田中信太郎《一羽の鳥の為に》(1989)



西野康造《風の中で(瀬戸田)》(1989)




山本正道《海からの贈物》(1993)



高根島から高根大橋を望む。高根大橋、ただ今改修中で、交互一方通行だった。




保田春彦《球を包む幕舎》

−島の西側・瀬戸田サンセットビーチ周辺 このあたりは向かい風のため、自転車で走るにはちょっと難儀だった。逆回りで島を一周するサイクリストたちはびゅんびゅん飛ばしているのに対し、こちらはふらふらと…途中、トイレに寄った際に鏡で見たら、髪の毛がすごいことになっていた笑 この周辺の作品は、海の中や海岸に設置されていた。今回はちょうど満潮の頃合いだったが、海の中に設置されている作品は潮の満ち干で見え方がずいぶん違う印象のようだ。

新宮晋《波の翼》(1991)



宮脇愛子《うつろひ》



山口牧生《ねぞべり石》



眞板雅文《空へ》



植松奎二《凪のとき 赤い形/傾》



松永真《千里眼

  • 島の南側 多々羅大橋を過ぎて、島の南側に出る。やはり海近くに、3作品がやや距離を置いて、設置されている(南側には、瀬戸田シトラスパークに1基設置されているが、今回は割愛)。道も多少アップダウンがあるものの、それほど苦にはならない。

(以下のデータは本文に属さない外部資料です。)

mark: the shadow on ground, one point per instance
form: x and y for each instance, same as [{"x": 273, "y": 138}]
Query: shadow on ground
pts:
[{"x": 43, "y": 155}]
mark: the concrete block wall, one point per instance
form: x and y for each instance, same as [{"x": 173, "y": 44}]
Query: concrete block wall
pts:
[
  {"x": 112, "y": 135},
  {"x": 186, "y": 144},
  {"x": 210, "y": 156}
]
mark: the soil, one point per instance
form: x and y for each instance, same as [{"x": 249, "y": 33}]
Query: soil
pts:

海老塚耕一《空/海 YURAGI》。北川精機瀬戸田荘の前、海に突きでたコンクリートの上に設置。


海老塚作品の近くから、生口島大三島を結ぶ多々羅大橋を望む。


川上喜三郎《ベルベデール瀬戸田》。潮が引いているときは、作品まで歩いて行けるらしい。場所は萩バス停の手前の道を入ったところ。廃校になった小学校の隣の浜べ。


龍明神。場所は生口島開発総合センターの手前(西側)の道を入った海縁。


ご神体は、大きな岩。その上に木がこんもりと茂っている。


鳥居の右隣に、青木野枝《塩池》(1999)


左側の少し奥まったところに、もう一つの《塩池》

  • 島の北東側 青木野枝作品から先、島の半周分ぐらいは野外彫刻がなく、風の影響もほとんどないので、ここからは自転車を飛ばした。もっと時間がかかるかなと思ったが、30分ほどで生口橋に到達。生口橋の先に岡本敦生作品があった。このあたりは、午前中、土生港から瀬戸田に向かうバスでも走った道で、岡本作品を見たのは、早朝の船からと午前中のバスの窓からに続いて、今日3回目。今度は間近でじっくりと観る。バスは途中から人家のある少し海から離れた道を走ったが、自転車でこのままずっと海縁の道を走る。このあたりで、また向かい風が吹き、走りづらくなる。途中、B&G海洋センターに立ち寄り、前庭の崔在銀作品を観覧。これで、一応予定の作品はすべて観覧した。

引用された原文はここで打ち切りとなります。